Wichtig für einen guten Lernfortschritt sei vor allem, dass sich die Bereiche abwechselten. „Mathematik und strategisches Spiel aufeinanderfolgend, würde zweimal logisches Denken erfordern. Ideal ist der Wechsel von kognitiven und körperlichen Aktivitäten, die die Kreativität jedes Kindes individuell anregen und das eben Gelernte besser verarbeiten lassen.“
Die Gruppen der Kita sind nach Tieren benannt, die bereits die Türen zum Gruppenraum markieren: Es gibt Schmetterlinge, Tauben, Bienen, Füchse, Drachen und Delfine. Alle Gruppen besitzen eine eigene Garderobe, jeweils einen eigenen Gruppen- und Rückzugsraum. Die Einrichtung ist bewusst schlicht gehalten, so dass die Kinder ihren Raum frei gestalten können und nicht überreizt werden. Jede Gruppe hat außerdem ein eigenes Farbkonzept zur besseren Orientierung der Kinder. Zu den Delfinen gehört ein Sonnengelb. Ihr Spielzimmer ist mit einem Holzpodest ausgestattet, auf dem die Kinder klettern oder schlafen, ein Buch anschauen oder sogar unter das Podest kriechen und eine Höhle bauen können. Auch ein kleiner gehäkelter Delfin gehört zur Gruppe: „Ein Kind darf den Delfin mit nach Hause nehmen und am nächsten Tagerzählt es dann, was der Delfin erlebt hat“, so Lieschke.

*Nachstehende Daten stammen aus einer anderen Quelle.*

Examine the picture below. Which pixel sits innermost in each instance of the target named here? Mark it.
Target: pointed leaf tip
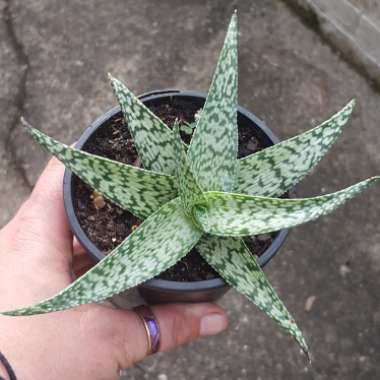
(24, 123)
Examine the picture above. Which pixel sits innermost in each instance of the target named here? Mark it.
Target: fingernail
(213, 324)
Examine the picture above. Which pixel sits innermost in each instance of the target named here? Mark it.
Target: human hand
(88, 342)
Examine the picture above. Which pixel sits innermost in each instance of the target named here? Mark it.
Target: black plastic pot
(156, 290)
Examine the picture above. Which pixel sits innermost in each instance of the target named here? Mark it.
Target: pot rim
(215, 283)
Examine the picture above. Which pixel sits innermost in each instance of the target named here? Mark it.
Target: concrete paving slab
(290, 78)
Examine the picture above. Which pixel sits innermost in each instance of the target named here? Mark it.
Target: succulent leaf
(152, 137)
(213, 149)
(227, 214)
(190, 192)
(275, 170)
(160, 241)
(137, 190)
(235, 263)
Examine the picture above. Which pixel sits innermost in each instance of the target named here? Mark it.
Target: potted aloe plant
(188, 191)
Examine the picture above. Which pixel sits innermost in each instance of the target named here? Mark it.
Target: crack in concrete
(311, 21)
(20, 99)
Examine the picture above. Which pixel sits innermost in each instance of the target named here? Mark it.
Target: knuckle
(184, 329)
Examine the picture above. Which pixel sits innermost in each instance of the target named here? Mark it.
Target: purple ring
(151, 326)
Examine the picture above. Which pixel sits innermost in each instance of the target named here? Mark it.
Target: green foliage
(160, 241)
(213, 149)
(235, 263)
(203, 195)
(227, 214)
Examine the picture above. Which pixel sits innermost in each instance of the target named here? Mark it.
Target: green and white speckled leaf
(160, 241)
(227, 214)
(152, 137)
(137, 190)
(275, 170)
(189, 190)
(235, 263)
(213, 149)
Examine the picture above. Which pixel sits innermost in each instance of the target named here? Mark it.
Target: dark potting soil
(107, 225)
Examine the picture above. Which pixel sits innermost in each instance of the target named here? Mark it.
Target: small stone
(94, 194)
(344, 270)
(309, 303)
(252, 144)
(137, 162)
(99, 202)
(263, 237)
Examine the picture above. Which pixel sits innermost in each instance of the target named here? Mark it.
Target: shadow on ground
(54, 60)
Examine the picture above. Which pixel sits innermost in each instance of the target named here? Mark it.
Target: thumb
(178, 324)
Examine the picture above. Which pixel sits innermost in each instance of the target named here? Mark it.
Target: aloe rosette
(199, 195)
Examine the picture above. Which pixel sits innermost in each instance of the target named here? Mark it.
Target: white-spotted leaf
(235, 263)
(160, 241)
(227, 214)
(274, 170)
(137, 190)
(213, 148)
(152, 137)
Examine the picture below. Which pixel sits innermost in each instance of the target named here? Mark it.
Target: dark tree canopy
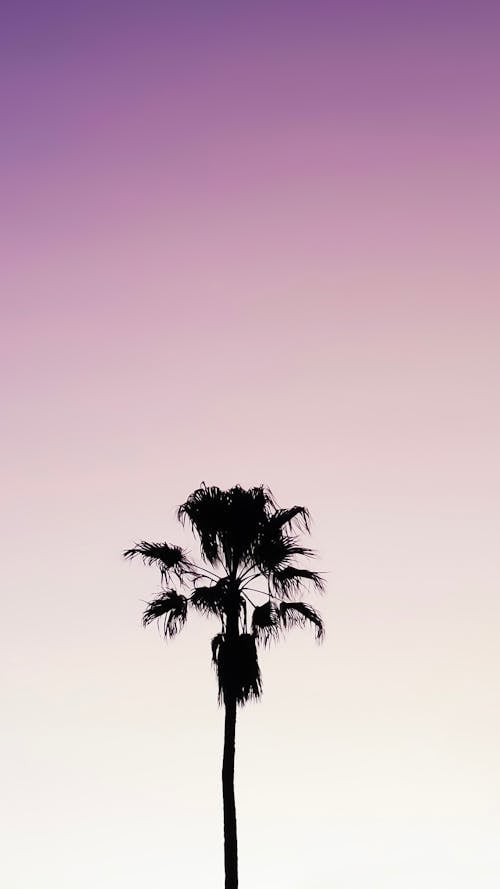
(249, 576)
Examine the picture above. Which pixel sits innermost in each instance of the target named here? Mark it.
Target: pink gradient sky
(251, 246)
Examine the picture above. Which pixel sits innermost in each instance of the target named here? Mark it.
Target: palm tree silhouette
(249, 543)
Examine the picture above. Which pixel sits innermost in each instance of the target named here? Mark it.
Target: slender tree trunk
(230, 836)
(230, 702)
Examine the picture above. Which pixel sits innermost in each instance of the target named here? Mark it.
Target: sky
(251, 243)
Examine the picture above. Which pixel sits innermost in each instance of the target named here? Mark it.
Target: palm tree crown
(249, 547)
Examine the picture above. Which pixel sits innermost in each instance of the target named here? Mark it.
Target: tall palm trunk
(229, 804)
(230, 836)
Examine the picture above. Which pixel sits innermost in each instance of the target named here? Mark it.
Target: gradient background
(251, 243)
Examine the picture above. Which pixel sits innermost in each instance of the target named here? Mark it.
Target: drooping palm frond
(170, 606)
(299, 614)
(290, 580)
(166, 556)
(266, 623)
(237, 666)
(210, 599)
(276, 550)
(204, 510)
(295, 517)
(216, 644)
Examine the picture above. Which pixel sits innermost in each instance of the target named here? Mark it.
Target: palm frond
(227, 522)
(170, 606)
(299, 614)
(166, 556)
(209, 599)
(204, 510)
(290, 580)
(216, 644)
(295, 517)
(277, 550)
(238, 670)
(266, 623)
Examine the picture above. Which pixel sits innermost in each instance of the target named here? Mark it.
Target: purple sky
(252, 245)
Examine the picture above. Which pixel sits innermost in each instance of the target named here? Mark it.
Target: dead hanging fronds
(237, 668)
(166, 557)
(266, 623)
(170, 606)
(300, 614)
(210, 599)
(290, 580)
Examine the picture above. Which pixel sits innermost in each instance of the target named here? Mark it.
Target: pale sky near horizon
(251, 245)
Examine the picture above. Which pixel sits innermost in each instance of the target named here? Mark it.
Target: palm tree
(248, 547)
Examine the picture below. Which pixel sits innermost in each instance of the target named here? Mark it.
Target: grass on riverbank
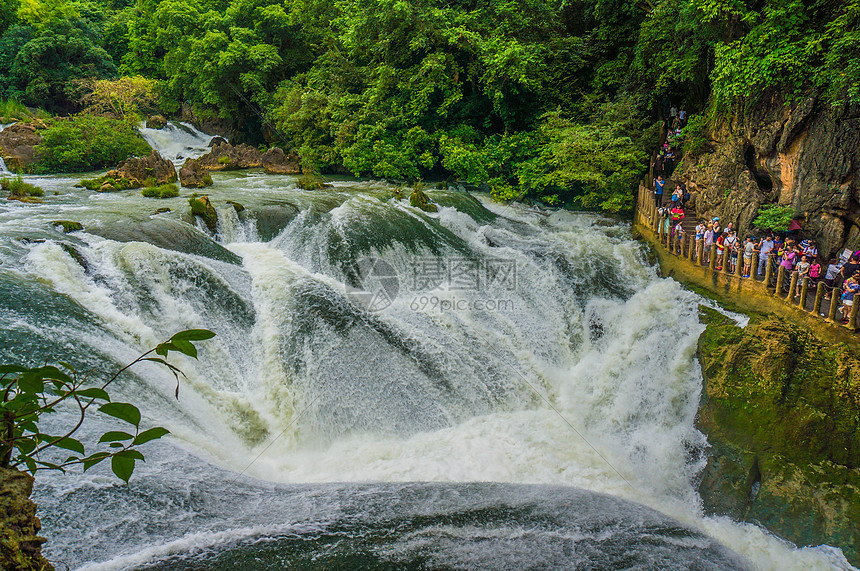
(18, 189)
(168, 190)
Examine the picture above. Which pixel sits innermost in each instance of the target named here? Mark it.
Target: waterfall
(539, 351)
(177, 141)
(3, 168)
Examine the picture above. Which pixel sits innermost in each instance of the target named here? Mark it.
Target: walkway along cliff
(781, 405)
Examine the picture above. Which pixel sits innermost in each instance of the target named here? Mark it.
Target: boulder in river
(18, 145)
(68, 225)
(275, 161)
(20, 546)
(419, 199)
(136, 172)
(780, 413)
(200, 206)
(193, 175)
(156, 122)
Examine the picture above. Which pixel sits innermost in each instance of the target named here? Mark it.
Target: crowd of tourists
(800, 257)
(663, 164)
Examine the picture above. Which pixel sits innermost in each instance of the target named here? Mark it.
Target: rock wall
(804, 154)
(20, 545)
(781, 409)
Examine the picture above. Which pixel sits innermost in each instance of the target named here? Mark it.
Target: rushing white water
(304, 388)
(177, 141)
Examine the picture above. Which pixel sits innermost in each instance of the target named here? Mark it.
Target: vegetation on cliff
(780, 409)
(549, 99)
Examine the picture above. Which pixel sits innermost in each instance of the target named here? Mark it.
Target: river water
(521, 392)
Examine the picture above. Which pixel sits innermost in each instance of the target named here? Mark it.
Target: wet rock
(156, 122)
(236, 206)
(780, 411)
(20, 544)
(200, 206)
(311, 182)
(419, 199)
(68, 225)
(18, 145)
(76, 255)
(136, 172)
(275, 161)
(804, 155)
(193, 175)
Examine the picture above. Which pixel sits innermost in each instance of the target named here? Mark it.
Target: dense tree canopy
(554, 98)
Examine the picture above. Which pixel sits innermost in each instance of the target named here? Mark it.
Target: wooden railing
(775, 277)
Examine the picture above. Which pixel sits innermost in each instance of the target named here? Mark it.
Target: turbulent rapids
(539, 351)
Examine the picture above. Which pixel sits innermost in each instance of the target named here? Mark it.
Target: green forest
(558, 100)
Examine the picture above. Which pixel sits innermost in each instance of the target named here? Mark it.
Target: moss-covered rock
(20, 544)
(162, 191)
(419, 199)
(200, 206)
(781, 409)
(68, 225)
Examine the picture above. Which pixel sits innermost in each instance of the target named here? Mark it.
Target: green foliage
(19, 189)
(30, 394)
(696, 139)
(774, 217)
(310, 182)
(164, 191)
(86, 143)
(11, 109)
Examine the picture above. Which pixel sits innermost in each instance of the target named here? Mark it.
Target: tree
(32, 393)
(774, 217)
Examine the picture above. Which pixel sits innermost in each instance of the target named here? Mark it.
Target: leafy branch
(28, 393)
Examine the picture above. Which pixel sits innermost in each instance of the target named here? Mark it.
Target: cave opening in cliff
(761, 176)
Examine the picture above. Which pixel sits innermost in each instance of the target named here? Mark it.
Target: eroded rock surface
(805, 155)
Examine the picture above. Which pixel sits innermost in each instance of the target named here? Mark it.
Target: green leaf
(26, 445)
(122, 466)
(115, 436)
(91, 461)
(123, 411)
(193, 335)
(6, 369)
(185, 347)
(134, 454)
(94, 393)
(70, 444)
(51, 372)
(31, 382)
(151, 434)
(164, 348)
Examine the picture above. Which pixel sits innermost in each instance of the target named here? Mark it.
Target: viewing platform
(685, 258)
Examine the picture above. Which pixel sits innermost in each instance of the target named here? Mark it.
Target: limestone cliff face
(20, 545)
(780, 409)
(804, 154)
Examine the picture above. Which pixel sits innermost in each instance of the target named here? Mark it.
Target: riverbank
(779, 407)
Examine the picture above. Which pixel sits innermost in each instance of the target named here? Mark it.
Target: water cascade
(3, 168)
(177, 141)
(536, 350)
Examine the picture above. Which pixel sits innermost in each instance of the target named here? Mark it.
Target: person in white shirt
(732, 245)
(802, 269)
(749, 248)
(765, 246)
(709, 240)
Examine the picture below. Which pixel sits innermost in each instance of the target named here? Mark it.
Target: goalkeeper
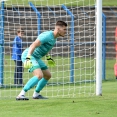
(31, 57)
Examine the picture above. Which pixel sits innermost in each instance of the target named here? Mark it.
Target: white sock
(35, 94)
(22, 92)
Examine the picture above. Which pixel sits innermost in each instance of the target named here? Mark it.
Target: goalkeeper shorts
(36, 63)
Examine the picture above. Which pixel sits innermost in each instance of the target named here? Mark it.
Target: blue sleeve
(44, 37)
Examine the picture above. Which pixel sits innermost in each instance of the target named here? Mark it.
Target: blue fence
(1, 42)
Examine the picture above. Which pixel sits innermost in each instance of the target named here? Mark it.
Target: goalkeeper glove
(51, 62)
(28, 63)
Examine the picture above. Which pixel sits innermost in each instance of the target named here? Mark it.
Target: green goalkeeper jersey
(47, 43)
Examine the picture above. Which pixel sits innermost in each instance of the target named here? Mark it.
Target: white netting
(74, 54)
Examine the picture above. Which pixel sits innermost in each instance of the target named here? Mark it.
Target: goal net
(74, 74)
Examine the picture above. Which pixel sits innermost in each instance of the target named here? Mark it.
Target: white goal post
(78, 55)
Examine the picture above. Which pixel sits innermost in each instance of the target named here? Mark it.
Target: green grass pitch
(95, 106)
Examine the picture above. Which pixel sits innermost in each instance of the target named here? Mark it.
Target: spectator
(16, 56)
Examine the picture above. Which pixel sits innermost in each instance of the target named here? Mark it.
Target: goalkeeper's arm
(51, 62)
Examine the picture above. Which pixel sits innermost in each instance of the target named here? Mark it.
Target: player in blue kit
(31, 57)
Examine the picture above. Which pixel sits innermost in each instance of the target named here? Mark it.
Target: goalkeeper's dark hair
(61, 23)
(20, 30)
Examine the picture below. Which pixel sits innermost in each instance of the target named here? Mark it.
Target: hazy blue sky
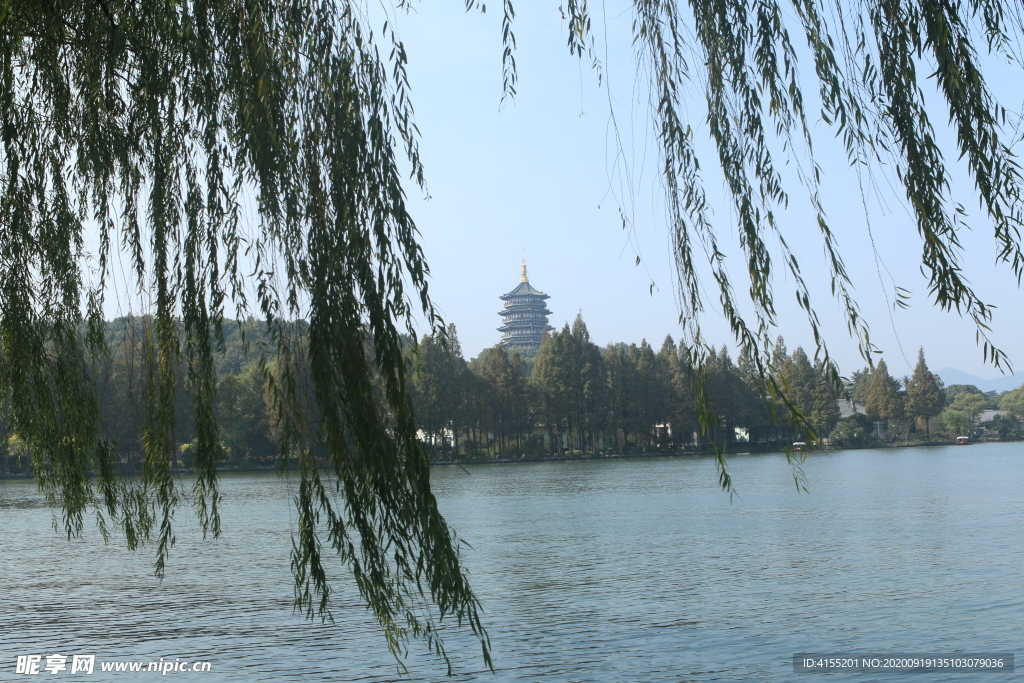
(541, 174)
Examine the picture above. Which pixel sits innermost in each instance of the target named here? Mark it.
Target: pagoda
(525, 314)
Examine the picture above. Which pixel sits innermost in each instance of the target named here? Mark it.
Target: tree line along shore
(567, 398)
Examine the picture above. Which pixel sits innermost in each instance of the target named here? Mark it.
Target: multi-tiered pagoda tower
(525, 314)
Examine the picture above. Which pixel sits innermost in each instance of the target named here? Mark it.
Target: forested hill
(568, 396)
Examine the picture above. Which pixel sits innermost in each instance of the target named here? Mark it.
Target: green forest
(568, 398)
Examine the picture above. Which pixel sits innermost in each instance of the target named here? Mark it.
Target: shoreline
(582, 457)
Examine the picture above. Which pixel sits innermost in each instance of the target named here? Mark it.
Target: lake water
(617, 570)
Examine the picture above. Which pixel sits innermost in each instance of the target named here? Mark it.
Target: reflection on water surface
(632, 569)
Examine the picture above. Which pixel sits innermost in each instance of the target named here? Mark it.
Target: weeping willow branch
(146, 124)
(867, 59)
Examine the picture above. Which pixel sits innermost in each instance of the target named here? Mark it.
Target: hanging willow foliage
(146, 123)
(871, 59)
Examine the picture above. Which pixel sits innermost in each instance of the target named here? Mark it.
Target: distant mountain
(953, 376)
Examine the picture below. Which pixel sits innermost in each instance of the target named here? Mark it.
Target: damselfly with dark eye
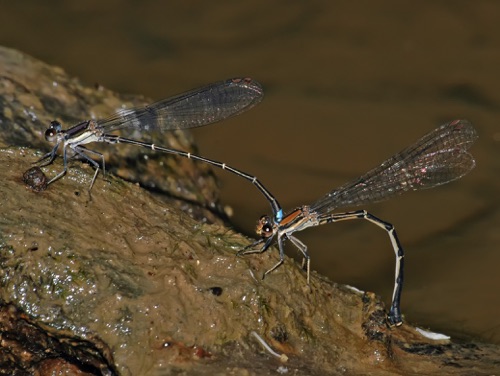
(437, 158)
(196, 108)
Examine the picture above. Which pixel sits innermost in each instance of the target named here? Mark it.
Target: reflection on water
(347, 85)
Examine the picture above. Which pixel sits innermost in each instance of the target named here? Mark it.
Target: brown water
(347, 85)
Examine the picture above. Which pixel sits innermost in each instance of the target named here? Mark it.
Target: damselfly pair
(437, 158)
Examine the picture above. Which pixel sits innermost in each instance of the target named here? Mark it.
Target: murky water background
(347, 85)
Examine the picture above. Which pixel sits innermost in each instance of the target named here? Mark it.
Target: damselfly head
(265, 228)
(52, 131)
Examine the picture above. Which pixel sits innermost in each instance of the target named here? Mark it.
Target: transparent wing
(195, 108)
(437, 158)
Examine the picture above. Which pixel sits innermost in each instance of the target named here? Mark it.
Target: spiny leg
(303, 249)
(395, 310)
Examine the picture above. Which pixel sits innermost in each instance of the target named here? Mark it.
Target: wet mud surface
(125, 282)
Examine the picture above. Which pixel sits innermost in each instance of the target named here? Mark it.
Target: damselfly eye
(265, 227)
(52, 131)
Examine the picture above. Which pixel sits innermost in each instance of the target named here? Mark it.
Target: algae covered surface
(150, 284)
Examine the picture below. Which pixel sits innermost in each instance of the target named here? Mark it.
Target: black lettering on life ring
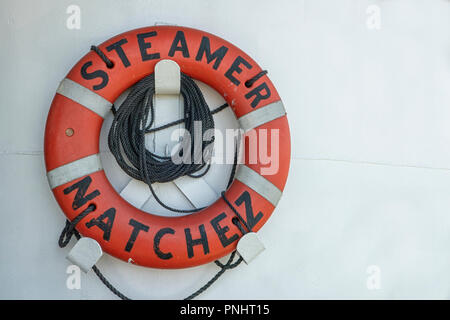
(235, 67)
(190, 243)
(81, 198)
(252, 220)
(157, 241)
(221, 231)
(179, 38)
(117, 46)
(205, 50)
(93, 75)
(99, 222)
(257, 93)
(143, 46)
(137, 227)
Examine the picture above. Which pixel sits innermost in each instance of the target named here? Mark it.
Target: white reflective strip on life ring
(258, 183)
(85, 97)
(262, 115)
(74, 170)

Die Schmetterlingsgruppe – die Kinder sind hier fünf oder sechs Jahre alt – startete im letzten Jahr im Bereich „Entdecken, Erfinden, Erforschen“ ein eigenes Naturprojekt: „Wir haben Schmetterlingsraupen gekauft, sie gefüttert, beobachtet, wie sich die Raupen verpuppen, zum Schmetterling werden und sie dann freigelassen.“ Die Freude der Kinder an der Beobachtung der Schmetterlinge war so groß, dass die Erzieherinnen das Insekt in andere BIP-Einheiten einbezogen: Im Bereich „Bildkünstlerisches Gestalten“ bastelten sie Schmetterlinge und in „Gärtnern und Farmern“ sprachen sie darüber, welche Pflanzen Schmetterlingen als Nahrungsquelle dienen. In Mathematik wurde sogar mit Schmetterlingen gerechnet.